Managing Parallel, Part 2: To thread or not to thread

This post is all about the types of parallelism avaiable in general on a modern machine. There are many. It’ll focus on open operating systems like Linux, and at times we’ll talk about others like OS X or earlier operating systems where applicable. Instead of talking about the hardware and software separately, we’ll go back and forth when needed. First we’ll start off with an overview on the types of parallelism that we could have. Lets start off with some terminology and a really high level overview before diving in.

Software Managed Parallelism

In general there are three levels of parallelism managed by the operating system, and also three that are generally exploited by the hardware. Starting with the software managed (and by managed, I mean scheduled, or “when and where to run”) we have the process (green at the bottom, figure below) as the most heavy weight. For a long time, everything was a process. There were no threads to be had. Before widespread OS threading support was available (or needed), user-space threading was (and still often is) used to context swap between multiple units of work. In modern systems, the next smallest unit of parallelism is the kernel managed thread. Each process has what is generally called a “main” thread which it uses upon start-up and is initially scheduled by the operating system (for systems that use software managed threads, there are also ones which have hardware scheduling which we’ll cover in a bit). In general the order from largest most monolithic to smallest and finest grain is: Process, Kernel Thread, User-space Thread.

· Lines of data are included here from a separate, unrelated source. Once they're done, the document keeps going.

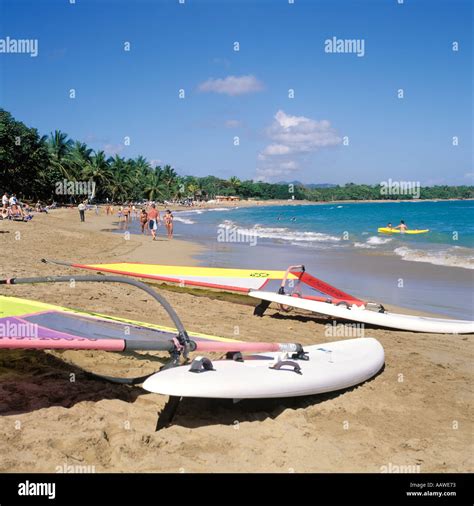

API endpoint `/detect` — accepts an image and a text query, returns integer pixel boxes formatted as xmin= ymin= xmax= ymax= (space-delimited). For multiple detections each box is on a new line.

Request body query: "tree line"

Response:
xmin=0 ymin=109 xmax=474 ymax=203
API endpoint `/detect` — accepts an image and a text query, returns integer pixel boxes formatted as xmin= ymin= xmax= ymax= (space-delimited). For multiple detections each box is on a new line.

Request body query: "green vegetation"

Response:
xmin=0 ymin=109 xmax=474 ymax=202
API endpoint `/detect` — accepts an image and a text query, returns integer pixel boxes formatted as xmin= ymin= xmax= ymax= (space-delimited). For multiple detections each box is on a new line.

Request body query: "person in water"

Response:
xmin=148 ymin=204 xmax=161 ymax=241
xmin=163 ymin=209 xmax=173 ymax=239
xmin=140 ymin=209 xmax=148 ymax=235
xmin=395 ymin=220 xmax=408 ymax=233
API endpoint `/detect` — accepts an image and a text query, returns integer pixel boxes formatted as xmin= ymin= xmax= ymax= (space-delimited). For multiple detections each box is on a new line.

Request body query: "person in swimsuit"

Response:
xmin=140 ymin=209 xmax=148 ymax=235
xmin=163 ymin=209 xmax=173 ymax=239
xmin=148 ymin=204 xmax=161 ymax=241
xmin=395 ymin=220 xmax=408 ymax=234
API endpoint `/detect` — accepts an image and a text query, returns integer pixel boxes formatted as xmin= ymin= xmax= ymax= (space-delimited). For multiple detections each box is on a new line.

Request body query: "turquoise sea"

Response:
xmin=170 ymin=201 xmax=474 ymax=319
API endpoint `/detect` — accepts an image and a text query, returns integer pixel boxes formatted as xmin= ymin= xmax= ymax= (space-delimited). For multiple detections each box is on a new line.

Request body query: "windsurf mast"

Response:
xmin=0 ymin=276 xmax=195 ymax=357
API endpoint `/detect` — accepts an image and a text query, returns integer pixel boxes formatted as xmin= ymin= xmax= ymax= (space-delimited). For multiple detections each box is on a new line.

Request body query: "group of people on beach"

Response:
xmin=387 ymin=220 xmax=408 ymax=232
xmin=78 ymin=202 xmax=174 ymax=241
xmin=0 ymin=192 xmax=49 ymax=221
xmin=140 ymin=202 xmax=174 ymax=241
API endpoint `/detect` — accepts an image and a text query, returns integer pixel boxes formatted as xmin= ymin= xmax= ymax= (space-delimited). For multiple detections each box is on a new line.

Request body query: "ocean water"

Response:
xmin=174 ymin=201 xmax=474 ymax=319
xmin=121 ymin=201 xmax=474 ymax=320
xmin=175 ymin=201 xmax=474 ymax=269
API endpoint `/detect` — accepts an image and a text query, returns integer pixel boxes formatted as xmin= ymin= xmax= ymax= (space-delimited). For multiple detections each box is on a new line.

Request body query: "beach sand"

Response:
xmin=0 ymin=208 xmax=474 ymax=473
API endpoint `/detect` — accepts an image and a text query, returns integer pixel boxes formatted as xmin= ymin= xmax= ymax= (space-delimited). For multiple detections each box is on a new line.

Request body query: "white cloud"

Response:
xmin=102 ymin=144 xmax=125 ymax=156
xmin=224 ymin=119 xmax=242 ymax=128
xmin=255 ymin=165 xmax=297 ymax=182
xmin=256 ymin=110 xmax=342 ymax=181
xmin=262 ymin=144 xmax=290 ymax=157
xmin=264 ymin=110 xmax=342 ymax=154
xmin=198 ymin=75 xmax=263 ymax=97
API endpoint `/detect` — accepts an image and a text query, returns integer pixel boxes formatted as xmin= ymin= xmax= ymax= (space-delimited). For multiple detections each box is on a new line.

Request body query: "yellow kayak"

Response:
xmin=377 ymin=227 xmax=430 ymax=234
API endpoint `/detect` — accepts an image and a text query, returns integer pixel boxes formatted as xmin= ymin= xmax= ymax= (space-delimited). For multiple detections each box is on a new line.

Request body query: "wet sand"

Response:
xmin=0 ymin=208 xmax=474 ymax=472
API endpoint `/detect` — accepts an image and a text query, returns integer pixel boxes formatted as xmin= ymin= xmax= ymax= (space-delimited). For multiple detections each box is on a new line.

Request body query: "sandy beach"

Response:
xmin=0 ymin=207 xmax=474 ymax=473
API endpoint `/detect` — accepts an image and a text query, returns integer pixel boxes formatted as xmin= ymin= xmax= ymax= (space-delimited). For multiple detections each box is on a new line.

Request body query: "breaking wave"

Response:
xmin=394 ymin=246 xmax=474 ymax=269
xmin=219 ymin=220 xmax=341 ymax=243
xmin=174 ymin=215 xmax=196 ymax=225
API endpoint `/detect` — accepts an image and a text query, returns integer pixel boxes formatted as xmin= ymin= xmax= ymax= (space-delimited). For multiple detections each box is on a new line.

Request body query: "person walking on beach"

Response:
xmin=395 ymin=220 xmax=408 ymax=234
xmin=148 ymin=204 xmax=161 ymax=241
xmin=163 ymin=209 xmax=173 ymax=239
xmin=77 ymin=202 xmax=86 ymax=222
xmin=140 ymin=209 xmax=148 ymax=235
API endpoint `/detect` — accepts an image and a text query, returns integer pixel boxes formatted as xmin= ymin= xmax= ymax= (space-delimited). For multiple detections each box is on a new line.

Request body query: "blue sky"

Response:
xmin=0 ymin=0 xmax=473 ymax=184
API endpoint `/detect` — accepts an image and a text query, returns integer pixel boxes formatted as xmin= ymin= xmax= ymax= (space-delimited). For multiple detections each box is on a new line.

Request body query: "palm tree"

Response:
xmin=108 ymin=155 xmax=133 ymax=202
xmin=229 ymin=176 xmax=242 ymax=192
xmin=82 ymin=151 xmax=113 ymax=194
xmin=48 ymin=130 xmax=74 ymax=179
xmin=144 ymin=167 xmax=164 ymax=200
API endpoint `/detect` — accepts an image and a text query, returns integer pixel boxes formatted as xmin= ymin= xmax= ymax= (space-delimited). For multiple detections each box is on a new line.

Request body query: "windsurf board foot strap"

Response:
xmin=156 ymin=395 xmax=182 ymax=431
xmin=253 ymin=300 xmax=270 ymax=316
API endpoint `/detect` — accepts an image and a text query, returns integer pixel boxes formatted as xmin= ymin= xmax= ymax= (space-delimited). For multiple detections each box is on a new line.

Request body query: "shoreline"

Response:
xmin=157 ymin=194 xmax=474 ymax=211
xmin=0 ymin=204 xmax=474 ymax=473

Each process can have many OS managed threads. OS managed threads in turn, including the main thread, can have many user-space managed threads. User-space threads are managed, not by the operating system, but typically by a run-time or manual (user defined) scheduling system (again, details will be discussed in later in this post). Processes, threads, and user space threads can also leverage parallelism mediated by the hardware such as SIMD, out-of-order execution and pipeline parallelism. This is of course, is outside of the control of the software that runs on the hardware, however it is there none-the-less.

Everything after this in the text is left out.